By the time Alfred Geri, curator of the exalted Uffizi Museum in Florence and old as Methuselah, slams down the telephone on Armitage’s wearied circumspections (art here so war there, Italy this and France that), Césca sashays into the private study and hands her grandfather a temerariously scribbled note from the east wing custodian bearing the news that the second floor toilet has just mysteriously flushed itself about fifteen times, and unless Geri can do something to banish the demon from the premises, he’ll have to recruit himself a new custodian. Geri issues a prolonged sigh, not about the note or the toilet or the custodian. On an ordinary day at the museum, his care for those dilemmas is minimal at best. But today, certainly, there are to be no problems, nothing to cause darling Césca Geri, the beautiful granddaughter threatening to turn twelve years old any second now and wearing the presumptuous azure birthday dress her parents couldn’t bring themselves to delay to give her, any sort of worry.
Armitage is not about to become a worry. Geri sweeps it from his mind, gingerly kneeling down to Césca, and smiles the astonishingly simple smile that only grandfathers of lovely daughters seem to master. She’s maddened with anticipation of her present. Last year was a guitar, a real guitar, for her to pluck out the songs she hears at school. Before that was a brush and set of paints, the oval-framed product of which hangs now between the two picture windows on the isosceles wall of the study. This year’s gift, however, Geri believes, taking Césca’s right hand gently in his left, can be much more … marvelous if also less tangible.

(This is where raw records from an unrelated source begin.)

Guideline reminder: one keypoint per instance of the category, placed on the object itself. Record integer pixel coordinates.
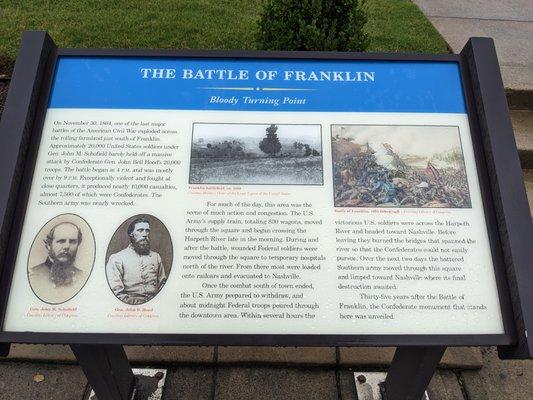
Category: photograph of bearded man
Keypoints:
(60, 277)
(136, 273)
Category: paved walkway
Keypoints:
(508, 22)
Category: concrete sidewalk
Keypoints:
(508, 22)
(497, 380)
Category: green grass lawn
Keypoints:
(394, 25)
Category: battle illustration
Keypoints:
(398, 166)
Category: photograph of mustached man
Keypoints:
(65, 247)
(139, 257)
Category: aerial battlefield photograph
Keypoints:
(274, 154)
(398, 166)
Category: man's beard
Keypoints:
(141, 247)
(61, 273)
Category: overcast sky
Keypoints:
(211, 132)
(417, 140)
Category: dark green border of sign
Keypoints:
(504, 197)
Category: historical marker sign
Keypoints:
(336, 197)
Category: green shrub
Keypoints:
(313, 25)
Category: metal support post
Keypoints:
(410, 372)
(107, 369)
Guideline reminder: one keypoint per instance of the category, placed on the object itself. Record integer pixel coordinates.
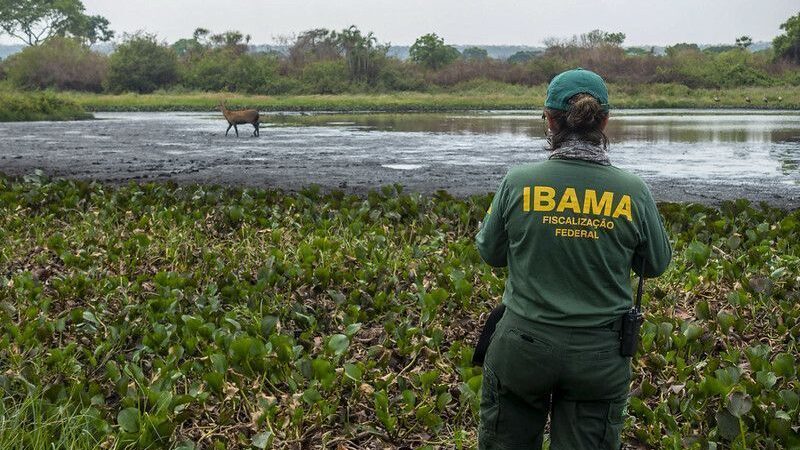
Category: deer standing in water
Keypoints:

Stepping slowly, deliberately in an unmistakable this-is-your-gift manner to Césca’s swelling glee, Geri unlatches the brass door to the balcony and leads her to the outside, to the sunny colorful view of the piazza and the green Arno flowing humbly before she realizes she’s looking in the wrong place, before she sees it, arms stretching out over the laughter and waving, actually waving huge fervent strokes of delight, to one dozen mighty Cielo Brigata airships floating in the lofty blue above. And to the elation of the younger Geri and the pride of the other, they descend nella formazione, draped in waving colors and shimmering lilies on the Florentine gonfalons, to weave themselves into a constellation of two very beautiful letters: C G.
She squeezes his hand and doesn’t know it. “You’re very welcome, Césca,” he grins.